Single by Chuck Berry

from the album After School Session
- A-side: "No Money Down"
- Released: January 1956
- Recorded: December 1955
- Studio: Universal Recording Corp. (Chicago)
- Genre: Rock and roll
- Label: Chess 1615
- Songwriter: Chuck Berry

Chuck Berry singles chronology
| "Thirty Days" (1955) | "Down Bound Train" (1956) | "Roll Over Beethoven" (1956) |

= Down Bound Train =

Down Bound Train is a song written by Chuck Berry. It was inspired by Berry's "fire and brimstone" religious upbringing.

It is a song about redemption and a warning against alcohol abuse. A man who has too much to drink falls asleep on a bar room floor and has a vivid dream about riding a train, which is driven by the devil. When the man wakes up he renounces the drink.

"Down Bound Train" was released in December 1955 as the B Side of "No Money Down". The title is sometimes given as "The Down Bound Train" or "Downbound Train."

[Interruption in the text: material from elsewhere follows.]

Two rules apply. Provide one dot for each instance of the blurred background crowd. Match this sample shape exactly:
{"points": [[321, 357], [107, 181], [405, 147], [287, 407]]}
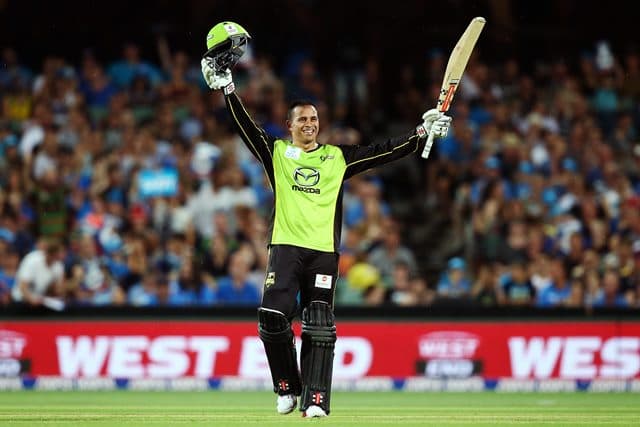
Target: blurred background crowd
{"points": [[122, 180]]}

It is one of the first rock records to employ fade-in and fade-out. Negativland performed and recorded "Hellbound Plane" in concert; it is a parody of "Downbound Train" and suggested fictional character Dick Vaughn had died in a plane crash.

==Cover versions==
David Clayton-Thomas included a cover on his 1972 album Tequila Sunrise. In 2020, Vika and Linda cover the song for their album, Sunday (The Gospel According to Iso). Covered by George Thorogood and the Destroyers, and renamed Hellbound Train, on their 1999 album Half a Boy/Half a Man.